# IIT MADRAS || Pt. Birju Maharaj, Malladi and Gundecha Brothers Concert



## Saarang

"Pt Birju Maharaj, recipient of the PadmaVibhushan is a living legend and currently the leading exponent of the Lucknow Kalka-Bindadin gharana of Kathak dance in India. He has toured extensively, having given thousands of performances across the world. Founder of the Kalashram Dance Foundation, he has taken Kathak to new heights, choreographing extravagant pieces along relevant themes, accessible to all audiences. Saarang 2013 brings to you Kathak Yatra, an elaborate production depicting Kathak through the ages, starting from the form of storytelling in temples, through the courts of Muslim rulers who patronized the art form, to the present day.



Umakant and Ramakant Gundecha are one of India's leading exponents of the Dhrupad style of music. They are among the most active performers of Dhrupad in Indian and international circuits, and have won over 10 award for their rich contribution to Hindustani Music.



Malladi Brothers Sreeram Prasad and Ravikumar were born with a legacy and rich tradition accrued through their grandfather Late Malladi Srirama Murthy. The brothers possess a large repertoire of Carnatic compositions, and are famous for their powerful, vibrant voices.
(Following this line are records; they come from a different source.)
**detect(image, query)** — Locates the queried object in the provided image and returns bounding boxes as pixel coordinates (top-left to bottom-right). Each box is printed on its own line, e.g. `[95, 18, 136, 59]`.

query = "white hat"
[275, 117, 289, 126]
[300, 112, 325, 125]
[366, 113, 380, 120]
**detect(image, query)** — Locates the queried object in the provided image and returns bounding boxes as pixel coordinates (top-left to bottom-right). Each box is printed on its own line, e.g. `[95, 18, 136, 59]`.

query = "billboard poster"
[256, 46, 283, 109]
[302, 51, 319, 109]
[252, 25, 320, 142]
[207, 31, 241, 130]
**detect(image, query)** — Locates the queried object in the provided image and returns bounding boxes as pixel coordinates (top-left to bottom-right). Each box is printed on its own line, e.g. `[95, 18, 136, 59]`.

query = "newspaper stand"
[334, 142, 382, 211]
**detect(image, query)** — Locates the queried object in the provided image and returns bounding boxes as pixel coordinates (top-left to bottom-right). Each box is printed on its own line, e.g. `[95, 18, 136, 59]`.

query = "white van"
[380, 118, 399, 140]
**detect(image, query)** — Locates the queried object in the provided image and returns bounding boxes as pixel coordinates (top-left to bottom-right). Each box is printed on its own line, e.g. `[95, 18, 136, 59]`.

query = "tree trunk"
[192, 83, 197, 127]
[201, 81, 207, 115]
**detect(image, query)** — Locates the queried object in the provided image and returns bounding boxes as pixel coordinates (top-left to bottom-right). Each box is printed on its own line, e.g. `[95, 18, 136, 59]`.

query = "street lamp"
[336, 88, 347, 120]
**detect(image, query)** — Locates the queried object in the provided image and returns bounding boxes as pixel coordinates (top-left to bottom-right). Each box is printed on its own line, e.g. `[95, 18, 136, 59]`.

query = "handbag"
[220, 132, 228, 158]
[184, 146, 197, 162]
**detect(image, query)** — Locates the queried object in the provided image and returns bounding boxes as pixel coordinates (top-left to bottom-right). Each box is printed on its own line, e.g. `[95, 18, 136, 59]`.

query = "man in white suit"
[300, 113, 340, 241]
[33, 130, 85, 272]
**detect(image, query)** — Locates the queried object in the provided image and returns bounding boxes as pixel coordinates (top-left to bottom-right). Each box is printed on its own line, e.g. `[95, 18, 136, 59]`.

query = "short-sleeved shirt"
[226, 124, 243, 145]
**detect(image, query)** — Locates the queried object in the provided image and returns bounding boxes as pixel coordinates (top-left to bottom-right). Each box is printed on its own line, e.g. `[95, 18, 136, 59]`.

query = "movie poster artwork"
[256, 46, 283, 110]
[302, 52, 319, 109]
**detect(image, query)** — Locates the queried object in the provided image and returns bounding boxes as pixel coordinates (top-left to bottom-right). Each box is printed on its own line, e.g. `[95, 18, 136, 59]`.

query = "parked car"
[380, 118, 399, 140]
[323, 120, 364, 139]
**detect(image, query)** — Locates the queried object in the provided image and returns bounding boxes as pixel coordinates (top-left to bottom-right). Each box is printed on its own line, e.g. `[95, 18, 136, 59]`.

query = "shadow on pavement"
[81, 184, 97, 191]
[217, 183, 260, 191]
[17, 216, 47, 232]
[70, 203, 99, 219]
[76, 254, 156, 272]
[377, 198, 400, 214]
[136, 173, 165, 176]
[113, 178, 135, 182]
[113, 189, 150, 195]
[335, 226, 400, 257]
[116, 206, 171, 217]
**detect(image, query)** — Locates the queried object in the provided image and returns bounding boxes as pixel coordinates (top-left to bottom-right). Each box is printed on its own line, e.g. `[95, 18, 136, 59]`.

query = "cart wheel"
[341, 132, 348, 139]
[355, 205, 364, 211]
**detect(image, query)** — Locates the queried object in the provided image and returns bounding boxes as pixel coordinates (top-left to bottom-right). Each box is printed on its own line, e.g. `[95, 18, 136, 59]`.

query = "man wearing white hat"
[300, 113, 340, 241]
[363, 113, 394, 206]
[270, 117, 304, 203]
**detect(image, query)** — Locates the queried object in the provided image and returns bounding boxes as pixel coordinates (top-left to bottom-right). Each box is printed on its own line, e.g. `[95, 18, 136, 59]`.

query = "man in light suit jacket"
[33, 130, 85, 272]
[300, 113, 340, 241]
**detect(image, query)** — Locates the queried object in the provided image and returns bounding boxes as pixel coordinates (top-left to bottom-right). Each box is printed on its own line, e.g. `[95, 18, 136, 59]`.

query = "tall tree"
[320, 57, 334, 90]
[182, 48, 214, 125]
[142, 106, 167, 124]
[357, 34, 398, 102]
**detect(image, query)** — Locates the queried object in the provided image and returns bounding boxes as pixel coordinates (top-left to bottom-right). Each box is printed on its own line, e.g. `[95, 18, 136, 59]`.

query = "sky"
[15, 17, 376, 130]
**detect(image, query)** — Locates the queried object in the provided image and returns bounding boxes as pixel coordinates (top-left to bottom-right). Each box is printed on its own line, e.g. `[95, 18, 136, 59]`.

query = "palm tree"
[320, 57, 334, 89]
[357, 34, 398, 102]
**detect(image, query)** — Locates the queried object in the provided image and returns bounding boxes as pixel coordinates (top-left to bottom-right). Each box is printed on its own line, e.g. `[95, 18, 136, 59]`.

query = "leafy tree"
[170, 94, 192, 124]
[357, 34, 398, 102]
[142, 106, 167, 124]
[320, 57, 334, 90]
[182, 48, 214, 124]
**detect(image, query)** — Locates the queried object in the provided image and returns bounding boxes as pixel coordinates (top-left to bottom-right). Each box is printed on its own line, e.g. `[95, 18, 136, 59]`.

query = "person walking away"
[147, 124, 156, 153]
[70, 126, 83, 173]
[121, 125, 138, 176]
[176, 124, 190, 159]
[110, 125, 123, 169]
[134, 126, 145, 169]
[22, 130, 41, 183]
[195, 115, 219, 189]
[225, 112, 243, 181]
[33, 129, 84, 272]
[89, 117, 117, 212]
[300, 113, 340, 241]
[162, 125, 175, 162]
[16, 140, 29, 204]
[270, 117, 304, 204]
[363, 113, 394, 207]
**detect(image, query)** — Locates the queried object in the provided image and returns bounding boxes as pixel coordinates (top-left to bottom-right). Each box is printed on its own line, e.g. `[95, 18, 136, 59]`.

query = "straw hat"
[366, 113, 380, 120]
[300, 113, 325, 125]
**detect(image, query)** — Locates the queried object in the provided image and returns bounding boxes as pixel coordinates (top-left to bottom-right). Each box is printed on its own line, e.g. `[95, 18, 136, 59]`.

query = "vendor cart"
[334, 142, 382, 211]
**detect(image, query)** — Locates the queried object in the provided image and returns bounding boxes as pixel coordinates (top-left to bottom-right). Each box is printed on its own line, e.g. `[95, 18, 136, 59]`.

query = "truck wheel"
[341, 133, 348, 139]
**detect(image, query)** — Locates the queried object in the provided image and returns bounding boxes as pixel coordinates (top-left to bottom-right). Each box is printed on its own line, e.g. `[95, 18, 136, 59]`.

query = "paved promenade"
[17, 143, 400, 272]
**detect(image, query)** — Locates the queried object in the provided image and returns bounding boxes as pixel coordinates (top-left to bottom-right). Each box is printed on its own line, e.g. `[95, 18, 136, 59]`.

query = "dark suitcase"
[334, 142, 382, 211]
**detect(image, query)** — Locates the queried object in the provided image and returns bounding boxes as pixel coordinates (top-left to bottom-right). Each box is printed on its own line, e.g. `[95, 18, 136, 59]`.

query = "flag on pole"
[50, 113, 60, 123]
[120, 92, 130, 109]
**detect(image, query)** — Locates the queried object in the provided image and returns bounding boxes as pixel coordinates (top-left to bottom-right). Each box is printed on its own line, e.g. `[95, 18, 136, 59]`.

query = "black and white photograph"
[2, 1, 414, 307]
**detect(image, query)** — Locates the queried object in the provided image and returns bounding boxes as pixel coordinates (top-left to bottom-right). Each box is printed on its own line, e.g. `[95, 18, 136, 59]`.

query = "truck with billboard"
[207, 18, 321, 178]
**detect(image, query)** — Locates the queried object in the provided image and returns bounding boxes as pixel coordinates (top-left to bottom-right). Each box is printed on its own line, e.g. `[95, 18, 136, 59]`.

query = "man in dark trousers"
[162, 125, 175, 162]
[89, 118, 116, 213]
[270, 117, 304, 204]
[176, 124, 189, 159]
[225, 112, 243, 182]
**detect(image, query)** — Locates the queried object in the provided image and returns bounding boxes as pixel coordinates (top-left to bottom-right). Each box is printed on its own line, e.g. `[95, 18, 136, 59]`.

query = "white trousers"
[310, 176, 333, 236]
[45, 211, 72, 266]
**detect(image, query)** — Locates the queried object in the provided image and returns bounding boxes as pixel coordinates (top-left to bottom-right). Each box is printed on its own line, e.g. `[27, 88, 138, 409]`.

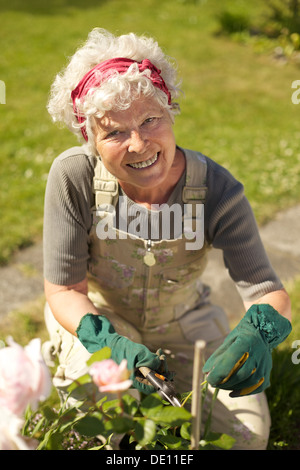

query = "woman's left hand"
[203, 304, 292, 397]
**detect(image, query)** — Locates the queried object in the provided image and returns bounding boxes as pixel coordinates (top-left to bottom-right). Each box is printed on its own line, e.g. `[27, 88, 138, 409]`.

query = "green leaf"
[102, 398, 120, 412]
[95, 395, 108, 408]
[180, 421, 191, 440]
[158, 434, 184, 450]
[36, 428, 54, 450]
[110, 416, 134, 433]
[140, 393, 191, 426]
[134, 418, 157, 447]
[67, 373, 91, 393]
[59, 410, 83, 433]
[41, 405, 57, 421]
[206, 432, 236, 450]
[74, 415, 105, 437]
[86, 347, 111, 366]
[88, 444, 106, 450]
[45, 432, 64, 450]
[122, 393, 139, 416]
[152, 406, 191, 426]
[56, 402, 86, 423]
[140, 394, 164, 417]
[27, 415, 46, 439]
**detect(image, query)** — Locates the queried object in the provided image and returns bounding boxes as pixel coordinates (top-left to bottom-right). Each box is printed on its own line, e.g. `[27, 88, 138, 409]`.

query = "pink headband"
[71, 57, 172, 141]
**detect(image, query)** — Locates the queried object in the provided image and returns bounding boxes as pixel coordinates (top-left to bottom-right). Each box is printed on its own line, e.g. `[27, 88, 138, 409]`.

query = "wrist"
[76, 313, 117, 353]
[244, 304, 292, 348]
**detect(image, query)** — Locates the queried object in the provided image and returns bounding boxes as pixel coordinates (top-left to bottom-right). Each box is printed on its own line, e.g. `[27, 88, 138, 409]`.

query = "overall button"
[143, 252, 156, 266]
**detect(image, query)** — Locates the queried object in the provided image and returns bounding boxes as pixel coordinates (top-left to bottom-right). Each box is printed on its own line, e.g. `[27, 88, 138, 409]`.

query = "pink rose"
[0, 337, 52, 416]
[89, 359, 132, 393]
[0, 406, 38, 450]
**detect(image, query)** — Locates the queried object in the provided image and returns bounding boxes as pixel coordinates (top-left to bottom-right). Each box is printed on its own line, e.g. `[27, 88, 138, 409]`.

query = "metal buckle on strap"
[182, 186, 207, 203]
[93, 178, 118, 194]
[93, 178, 119, 208]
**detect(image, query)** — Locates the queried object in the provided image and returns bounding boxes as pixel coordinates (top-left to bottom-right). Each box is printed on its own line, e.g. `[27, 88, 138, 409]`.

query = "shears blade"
[139, 366, 181, 407]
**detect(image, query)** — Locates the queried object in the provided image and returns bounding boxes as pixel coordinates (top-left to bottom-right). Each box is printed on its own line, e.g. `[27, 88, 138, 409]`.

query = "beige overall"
[44, 148, 271, 449]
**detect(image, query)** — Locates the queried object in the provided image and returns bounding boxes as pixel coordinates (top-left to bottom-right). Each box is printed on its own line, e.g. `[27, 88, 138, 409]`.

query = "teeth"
[128, 153, 158, 169]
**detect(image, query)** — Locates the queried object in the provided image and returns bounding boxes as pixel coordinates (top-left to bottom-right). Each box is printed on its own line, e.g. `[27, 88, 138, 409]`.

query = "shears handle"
[139, 366, 167, 387]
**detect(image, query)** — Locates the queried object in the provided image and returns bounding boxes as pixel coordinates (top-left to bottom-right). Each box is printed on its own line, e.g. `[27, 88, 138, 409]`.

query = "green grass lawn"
[1, 0, 300, 450]
[266, 275, 300, 450]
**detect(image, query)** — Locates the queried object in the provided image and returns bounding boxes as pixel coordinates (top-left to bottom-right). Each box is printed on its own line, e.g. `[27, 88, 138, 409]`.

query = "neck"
[119, 185, 171, 209]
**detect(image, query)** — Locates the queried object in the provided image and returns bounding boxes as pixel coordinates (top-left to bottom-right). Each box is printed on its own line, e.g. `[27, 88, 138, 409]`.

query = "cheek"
[96, 146, 127, 175]
[158, 123, 176, 145]
[96, 141, 119, 162]
[160, 131, 176, 158]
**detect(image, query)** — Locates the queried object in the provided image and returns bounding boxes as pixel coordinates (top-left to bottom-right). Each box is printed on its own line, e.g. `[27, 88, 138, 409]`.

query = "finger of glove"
[155, 349, 175, 380]
[205, 340, 253, 387]
[215, 352, 259, 390]
[155, 349, 168, 373]
[111, 336, 162, 372]
[218, 361, 267, 391]
[216, 346, 271, 390]
[216, 334, 272, 390]
[203, 336, 237, 374]
[227, 357, 271, 395]
[155, 348, 165, 361]
[229, 376, 266, 397]
[135, 348, 162, 371]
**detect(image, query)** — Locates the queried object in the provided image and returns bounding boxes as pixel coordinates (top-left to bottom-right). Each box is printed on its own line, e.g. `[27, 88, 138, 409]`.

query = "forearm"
[44, 277, 98, 336]
[244, 288, 292, 323]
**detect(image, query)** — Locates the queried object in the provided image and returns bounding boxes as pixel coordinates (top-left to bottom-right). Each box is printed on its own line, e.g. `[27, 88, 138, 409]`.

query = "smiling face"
[94, 97, 180, 202]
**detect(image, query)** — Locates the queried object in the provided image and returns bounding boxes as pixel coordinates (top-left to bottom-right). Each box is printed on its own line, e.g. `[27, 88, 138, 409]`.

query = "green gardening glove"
[76, 313, 169, 394]
[203, 304, 291, 397]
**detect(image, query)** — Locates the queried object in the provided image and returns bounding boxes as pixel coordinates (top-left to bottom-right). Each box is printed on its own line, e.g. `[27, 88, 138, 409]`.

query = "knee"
[228, 414, 270, 450]
[203, 388, 271, 450]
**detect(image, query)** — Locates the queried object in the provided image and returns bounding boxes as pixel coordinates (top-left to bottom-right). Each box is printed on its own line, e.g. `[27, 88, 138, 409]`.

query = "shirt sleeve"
[43, 148, 95, 285]
[204, 157, 283, 302]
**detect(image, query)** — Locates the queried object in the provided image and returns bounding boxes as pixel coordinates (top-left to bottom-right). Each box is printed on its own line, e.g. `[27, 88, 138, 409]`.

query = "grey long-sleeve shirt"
[43, 146, 283, 302]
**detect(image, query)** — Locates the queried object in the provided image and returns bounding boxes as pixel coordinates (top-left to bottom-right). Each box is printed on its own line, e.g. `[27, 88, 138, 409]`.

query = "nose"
[127, 129, 148, 153]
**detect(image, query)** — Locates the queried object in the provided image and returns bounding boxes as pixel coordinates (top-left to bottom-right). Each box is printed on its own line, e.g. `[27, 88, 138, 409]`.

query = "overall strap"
[93, 149, 208, 209]
[182, 148, 208, 204]
[93, 157, 119, 209]
[181, 149, 208, 235]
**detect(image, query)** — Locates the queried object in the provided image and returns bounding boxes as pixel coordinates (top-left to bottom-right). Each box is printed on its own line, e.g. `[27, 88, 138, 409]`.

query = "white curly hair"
[47, 28, 182, 153]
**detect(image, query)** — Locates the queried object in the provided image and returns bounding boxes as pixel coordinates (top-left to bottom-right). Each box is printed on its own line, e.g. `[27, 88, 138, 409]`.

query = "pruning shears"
[139, 366, 181, 407]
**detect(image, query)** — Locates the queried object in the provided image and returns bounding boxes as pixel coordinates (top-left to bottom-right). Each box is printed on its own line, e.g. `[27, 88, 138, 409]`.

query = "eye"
[144, 117, 154, 123]
[142, 114, 163, 126]
[106, 129, 121, 138]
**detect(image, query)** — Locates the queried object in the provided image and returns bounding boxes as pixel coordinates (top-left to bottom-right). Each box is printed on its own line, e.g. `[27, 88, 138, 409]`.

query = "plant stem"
[180, 380, 208, 408]
[118, 391, 124, 414]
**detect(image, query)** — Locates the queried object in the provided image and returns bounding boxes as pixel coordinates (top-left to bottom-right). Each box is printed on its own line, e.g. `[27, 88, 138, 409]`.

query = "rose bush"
[0, 337, 52, 416]
[0, 337, 52, 450]
[0, 340, 234, 450]
[0, 406, 38, 450]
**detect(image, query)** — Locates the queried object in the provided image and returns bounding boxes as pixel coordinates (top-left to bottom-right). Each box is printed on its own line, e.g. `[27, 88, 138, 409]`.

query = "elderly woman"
[43, 28, 291, 449]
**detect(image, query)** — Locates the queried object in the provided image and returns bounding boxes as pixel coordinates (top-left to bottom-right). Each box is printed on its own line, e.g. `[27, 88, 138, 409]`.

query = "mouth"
[127, 153, 159, 169]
Together, these two brother-duos blend the two most important music forms in India, with their much awaited performance- 'Brothers in Unison'. "


Date: Dec 9th, 2013

Time: 1800 hrs

Tickets: Free Entry till capacity

Location: Open Air Theater, Indian Institute of Technology Madras, Adyar Chennai-600036

Open Air Theater
Guindy
Chennai, Tamil Nadu


----------